Regarding a nationalist platform, Widodo only needs to point to his record of ridding the country of foreign influences on the economy.
He has negotiated a takeover by state-owned interests of a majority share in the rich Grasberg gold and copper mine in Papua, and refused to renew contracts of major oil and gas assets long held by major foreign resource companies including Total and Chevron.
Those behind Widodo's campaign may be concerned about a repeat of what happened in 2014, with a last-minute swing in Subianto's favor.
In the final result, the General Election Commission said Widodo took 53.15 percent of the vote and Subianto 46.85 percent.
At that stage, the former general had already withdrawn from the process, complaining of large-scale cheating. He challenged the result in the Constitutional Court, and argued that as many as 24.1 million votes were problematic. A full bench of nine justices threw out his appeal.
This time around, the opposition insists there are 17.5-million suspect votes, or 9 percent of the total.
Subianto's decision to run again this time appears to represent a final attempt to realize his long-held belief that it is his destiny to lead his country. Swallowing his pride and admitting the people don't want him may be hard to accept.
Given the record of cheating in Indonesian elections, it may be that some form of skulduggery is hard-wired into the Indonesian psyche. For people like the police, keeping the bosses happy means a quick route to promotion.
Maintaining the charade that the election was stolen has advantages for some.
For hard-line Islamists, alleging they are being cheated of victory allows them to play the role of victim, echoing the long-held lament that the country has been stolen from its rightful inheritors.

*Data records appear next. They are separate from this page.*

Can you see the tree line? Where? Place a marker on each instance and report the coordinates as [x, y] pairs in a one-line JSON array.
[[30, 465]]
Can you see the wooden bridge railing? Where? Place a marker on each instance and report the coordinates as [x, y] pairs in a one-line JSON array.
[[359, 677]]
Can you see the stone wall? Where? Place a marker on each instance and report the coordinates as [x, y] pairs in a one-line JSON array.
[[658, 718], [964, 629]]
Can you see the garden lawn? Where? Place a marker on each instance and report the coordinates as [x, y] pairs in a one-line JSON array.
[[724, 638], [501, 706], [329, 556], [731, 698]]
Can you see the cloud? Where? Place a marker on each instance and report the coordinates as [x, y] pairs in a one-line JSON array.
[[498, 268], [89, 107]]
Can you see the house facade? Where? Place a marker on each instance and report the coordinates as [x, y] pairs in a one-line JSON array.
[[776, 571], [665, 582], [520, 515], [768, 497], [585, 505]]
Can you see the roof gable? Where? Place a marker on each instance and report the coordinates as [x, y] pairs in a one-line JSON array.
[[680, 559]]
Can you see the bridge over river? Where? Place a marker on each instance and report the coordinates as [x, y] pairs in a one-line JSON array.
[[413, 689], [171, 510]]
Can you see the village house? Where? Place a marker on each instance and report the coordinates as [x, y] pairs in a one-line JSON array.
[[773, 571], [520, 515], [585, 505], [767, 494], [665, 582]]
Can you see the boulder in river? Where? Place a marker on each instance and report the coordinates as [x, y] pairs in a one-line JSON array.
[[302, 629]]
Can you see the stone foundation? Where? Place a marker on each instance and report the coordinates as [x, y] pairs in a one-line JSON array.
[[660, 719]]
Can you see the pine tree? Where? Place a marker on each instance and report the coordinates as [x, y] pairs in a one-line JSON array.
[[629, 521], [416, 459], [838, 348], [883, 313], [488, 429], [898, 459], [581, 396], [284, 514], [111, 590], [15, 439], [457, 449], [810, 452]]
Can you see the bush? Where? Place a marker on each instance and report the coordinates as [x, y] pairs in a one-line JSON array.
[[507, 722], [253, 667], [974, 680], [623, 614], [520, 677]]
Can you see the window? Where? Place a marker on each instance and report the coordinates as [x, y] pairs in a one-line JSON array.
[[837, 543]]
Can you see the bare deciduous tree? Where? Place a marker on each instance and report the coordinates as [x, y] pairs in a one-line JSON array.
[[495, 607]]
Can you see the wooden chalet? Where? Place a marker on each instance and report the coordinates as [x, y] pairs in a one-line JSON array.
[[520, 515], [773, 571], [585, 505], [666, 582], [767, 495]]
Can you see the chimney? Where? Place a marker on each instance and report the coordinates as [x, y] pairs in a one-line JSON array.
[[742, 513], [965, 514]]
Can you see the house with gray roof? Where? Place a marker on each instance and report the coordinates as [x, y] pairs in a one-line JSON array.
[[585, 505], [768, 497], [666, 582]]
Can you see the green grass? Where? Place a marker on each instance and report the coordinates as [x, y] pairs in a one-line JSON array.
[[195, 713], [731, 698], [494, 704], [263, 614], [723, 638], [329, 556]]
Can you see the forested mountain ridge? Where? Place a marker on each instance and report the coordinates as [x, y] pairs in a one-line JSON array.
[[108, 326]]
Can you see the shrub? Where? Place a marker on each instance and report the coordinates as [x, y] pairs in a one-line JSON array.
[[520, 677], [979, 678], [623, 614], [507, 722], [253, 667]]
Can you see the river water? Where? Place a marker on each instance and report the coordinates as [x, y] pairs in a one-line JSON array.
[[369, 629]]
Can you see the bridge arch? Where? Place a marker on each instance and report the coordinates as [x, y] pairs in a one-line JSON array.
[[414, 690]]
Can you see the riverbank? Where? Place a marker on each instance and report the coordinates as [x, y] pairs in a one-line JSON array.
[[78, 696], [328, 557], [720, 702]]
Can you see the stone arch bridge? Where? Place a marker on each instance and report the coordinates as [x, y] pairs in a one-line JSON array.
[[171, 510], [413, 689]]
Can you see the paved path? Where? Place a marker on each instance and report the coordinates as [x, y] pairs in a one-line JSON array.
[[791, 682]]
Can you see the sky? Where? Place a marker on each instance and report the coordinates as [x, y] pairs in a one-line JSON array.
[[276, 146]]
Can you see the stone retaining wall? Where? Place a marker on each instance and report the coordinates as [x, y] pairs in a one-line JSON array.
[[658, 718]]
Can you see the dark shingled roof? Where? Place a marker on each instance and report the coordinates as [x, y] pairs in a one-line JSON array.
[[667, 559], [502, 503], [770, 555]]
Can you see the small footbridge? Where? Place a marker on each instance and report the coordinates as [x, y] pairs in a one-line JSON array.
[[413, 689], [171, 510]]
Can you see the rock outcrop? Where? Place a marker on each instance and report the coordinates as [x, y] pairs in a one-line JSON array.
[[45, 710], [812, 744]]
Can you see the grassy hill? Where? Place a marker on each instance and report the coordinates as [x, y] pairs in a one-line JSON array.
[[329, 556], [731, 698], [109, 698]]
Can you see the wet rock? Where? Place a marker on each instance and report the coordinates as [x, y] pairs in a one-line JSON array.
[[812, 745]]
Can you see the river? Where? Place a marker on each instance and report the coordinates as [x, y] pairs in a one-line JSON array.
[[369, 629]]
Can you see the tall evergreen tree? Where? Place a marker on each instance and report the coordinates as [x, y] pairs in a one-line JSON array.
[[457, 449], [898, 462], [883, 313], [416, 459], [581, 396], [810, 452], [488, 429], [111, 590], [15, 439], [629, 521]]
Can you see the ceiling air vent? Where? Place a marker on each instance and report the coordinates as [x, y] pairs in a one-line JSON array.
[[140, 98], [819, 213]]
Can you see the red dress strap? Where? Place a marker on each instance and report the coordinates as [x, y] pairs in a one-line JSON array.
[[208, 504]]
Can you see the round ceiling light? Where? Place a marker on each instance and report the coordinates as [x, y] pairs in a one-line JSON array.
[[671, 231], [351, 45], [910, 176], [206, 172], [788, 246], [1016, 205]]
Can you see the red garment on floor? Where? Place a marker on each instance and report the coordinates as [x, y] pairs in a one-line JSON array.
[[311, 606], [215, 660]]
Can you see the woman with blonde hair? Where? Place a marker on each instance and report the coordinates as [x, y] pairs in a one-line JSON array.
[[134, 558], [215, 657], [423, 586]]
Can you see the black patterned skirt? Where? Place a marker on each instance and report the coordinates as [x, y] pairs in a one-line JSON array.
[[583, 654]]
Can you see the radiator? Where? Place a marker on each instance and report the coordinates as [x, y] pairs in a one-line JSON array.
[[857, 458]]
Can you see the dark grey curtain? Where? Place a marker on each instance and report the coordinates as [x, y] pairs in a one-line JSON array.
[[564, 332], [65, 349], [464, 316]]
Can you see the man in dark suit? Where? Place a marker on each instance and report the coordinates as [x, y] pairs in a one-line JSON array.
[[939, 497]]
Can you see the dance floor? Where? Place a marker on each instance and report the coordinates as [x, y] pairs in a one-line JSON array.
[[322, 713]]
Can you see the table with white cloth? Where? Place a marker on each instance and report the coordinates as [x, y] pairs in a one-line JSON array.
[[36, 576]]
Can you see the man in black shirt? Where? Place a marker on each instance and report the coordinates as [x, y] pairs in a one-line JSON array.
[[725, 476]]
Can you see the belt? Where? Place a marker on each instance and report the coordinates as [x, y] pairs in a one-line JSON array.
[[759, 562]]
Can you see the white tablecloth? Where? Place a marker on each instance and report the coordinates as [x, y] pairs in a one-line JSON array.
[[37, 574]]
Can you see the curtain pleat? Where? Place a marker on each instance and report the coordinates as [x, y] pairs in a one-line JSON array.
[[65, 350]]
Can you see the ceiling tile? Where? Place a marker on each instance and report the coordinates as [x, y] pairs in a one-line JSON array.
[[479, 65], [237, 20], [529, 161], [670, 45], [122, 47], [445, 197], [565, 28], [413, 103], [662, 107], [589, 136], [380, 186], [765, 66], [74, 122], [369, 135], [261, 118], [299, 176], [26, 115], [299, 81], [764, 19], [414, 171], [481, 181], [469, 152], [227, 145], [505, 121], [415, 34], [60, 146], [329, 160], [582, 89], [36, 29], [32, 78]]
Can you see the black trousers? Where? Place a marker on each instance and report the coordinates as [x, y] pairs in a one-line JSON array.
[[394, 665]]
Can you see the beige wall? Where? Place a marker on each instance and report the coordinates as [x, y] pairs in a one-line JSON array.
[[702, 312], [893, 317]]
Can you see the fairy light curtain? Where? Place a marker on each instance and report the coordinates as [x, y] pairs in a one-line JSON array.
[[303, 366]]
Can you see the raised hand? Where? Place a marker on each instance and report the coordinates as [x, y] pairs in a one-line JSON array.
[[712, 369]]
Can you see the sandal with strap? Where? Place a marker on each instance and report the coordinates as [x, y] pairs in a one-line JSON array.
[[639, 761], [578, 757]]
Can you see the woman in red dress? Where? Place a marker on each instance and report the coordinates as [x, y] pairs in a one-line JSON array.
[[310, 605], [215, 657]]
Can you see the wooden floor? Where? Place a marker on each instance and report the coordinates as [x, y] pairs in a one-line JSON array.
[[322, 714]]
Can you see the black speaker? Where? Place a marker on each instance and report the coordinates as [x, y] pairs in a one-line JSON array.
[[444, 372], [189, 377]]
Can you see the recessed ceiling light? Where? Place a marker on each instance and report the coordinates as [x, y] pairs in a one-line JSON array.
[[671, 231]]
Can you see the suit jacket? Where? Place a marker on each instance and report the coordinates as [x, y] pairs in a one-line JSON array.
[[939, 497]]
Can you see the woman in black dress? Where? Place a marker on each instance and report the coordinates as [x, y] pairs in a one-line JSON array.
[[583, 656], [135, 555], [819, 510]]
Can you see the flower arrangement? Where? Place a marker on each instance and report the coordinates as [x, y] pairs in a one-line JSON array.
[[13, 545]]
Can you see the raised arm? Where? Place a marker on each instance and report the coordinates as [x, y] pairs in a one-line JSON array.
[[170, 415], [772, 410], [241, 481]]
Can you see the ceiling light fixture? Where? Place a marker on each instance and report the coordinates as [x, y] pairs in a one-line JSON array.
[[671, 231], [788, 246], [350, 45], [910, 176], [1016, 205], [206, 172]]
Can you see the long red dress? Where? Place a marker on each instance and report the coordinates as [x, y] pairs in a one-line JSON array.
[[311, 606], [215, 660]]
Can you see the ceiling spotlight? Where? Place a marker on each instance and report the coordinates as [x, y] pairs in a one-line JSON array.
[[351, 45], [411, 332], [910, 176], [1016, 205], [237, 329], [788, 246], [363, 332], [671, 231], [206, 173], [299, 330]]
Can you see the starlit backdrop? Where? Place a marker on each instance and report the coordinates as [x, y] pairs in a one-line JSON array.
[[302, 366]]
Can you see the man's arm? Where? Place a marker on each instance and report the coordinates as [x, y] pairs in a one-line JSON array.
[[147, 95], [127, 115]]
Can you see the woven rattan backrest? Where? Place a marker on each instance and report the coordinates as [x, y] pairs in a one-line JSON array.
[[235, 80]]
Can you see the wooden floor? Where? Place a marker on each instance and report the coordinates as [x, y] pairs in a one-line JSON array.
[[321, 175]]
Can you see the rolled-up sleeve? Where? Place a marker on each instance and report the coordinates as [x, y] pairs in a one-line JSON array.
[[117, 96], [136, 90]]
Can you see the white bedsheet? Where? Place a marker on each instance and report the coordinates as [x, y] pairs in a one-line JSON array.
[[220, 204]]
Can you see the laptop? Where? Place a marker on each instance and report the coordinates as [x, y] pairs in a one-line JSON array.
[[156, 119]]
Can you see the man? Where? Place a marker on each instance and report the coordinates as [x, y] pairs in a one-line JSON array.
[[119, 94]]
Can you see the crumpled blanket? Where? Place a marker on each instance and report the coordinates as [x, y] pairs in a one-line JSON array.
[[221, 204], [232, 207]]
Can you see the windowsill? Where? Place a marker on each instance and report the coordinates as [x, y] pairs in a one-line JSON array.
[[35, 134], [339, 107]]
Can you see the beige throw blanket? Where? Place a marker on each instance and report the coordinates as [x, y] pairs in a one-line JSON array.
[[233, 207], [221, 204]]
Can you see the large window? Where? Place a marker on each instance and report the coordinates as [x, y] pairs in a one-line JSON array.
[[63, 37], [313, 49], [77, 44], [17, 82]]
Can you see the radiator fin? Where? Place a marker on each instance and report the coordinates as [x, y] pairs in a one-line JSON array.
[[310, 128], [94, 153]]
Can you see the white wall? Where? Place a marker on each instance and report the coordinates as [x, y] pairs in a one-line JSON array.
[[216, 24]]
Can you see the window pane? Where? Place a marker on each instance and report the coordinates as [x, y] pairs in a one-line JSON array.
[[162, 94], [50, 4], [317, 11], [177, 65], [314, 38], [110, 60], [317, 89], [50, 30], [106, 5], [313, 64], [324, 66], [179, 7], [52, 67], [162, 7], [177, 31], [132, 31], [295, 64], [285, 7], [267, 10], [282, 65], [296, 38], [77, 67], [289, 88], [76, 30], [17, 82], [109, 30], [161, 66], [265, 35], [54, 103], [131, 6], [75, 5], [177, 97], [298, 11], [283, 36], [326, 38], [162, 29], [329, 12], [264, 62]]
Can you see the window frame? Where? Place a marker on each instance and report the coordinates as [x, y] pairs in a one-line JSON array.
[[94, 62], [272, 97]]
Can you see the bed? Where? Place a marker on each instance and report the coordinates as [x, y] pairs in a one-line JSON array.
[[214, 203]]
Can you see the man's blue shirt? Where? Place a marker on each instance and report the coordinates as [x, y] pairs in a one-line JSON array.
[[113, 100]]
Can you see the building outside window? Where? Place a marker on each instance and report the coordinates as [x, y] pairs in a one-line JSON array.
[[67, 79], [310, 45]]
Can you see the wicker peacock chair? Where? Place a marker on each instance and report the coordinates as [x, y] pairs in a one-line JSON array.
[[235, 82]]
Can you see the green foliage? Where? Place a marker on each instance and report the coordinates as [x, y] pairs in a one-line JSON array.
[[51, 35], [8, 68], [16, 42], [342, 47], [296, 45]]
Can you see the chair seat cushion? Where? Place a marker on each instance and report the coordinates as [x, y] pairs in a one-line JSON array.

For Subianto, losing a second time would mean the end of his aspirations to lead the country. He will turn 68 in October, when the next president is sworn in, and he is unlikely to contest the post a third time.
But not all will be lost. Some believe his main focus at the moment is on pushing his political vehicle, the Greater Indonesia Movement (Gerindra). It is expected to come second in the accompanying legislative elections on April 17, maintaining its role as the main opposition.
While he may never realize his dream of leading his nation as president, Subianto can rest assured he will have a continuing role as a political force. Those alleging there is a conspiracy to lock in Widodo's re-election, whatever the final outcome, are cementing a sense of grievance that is likely to dog the country for another five years.
Keith Loveard is an Indonesia-based journalist and analyst.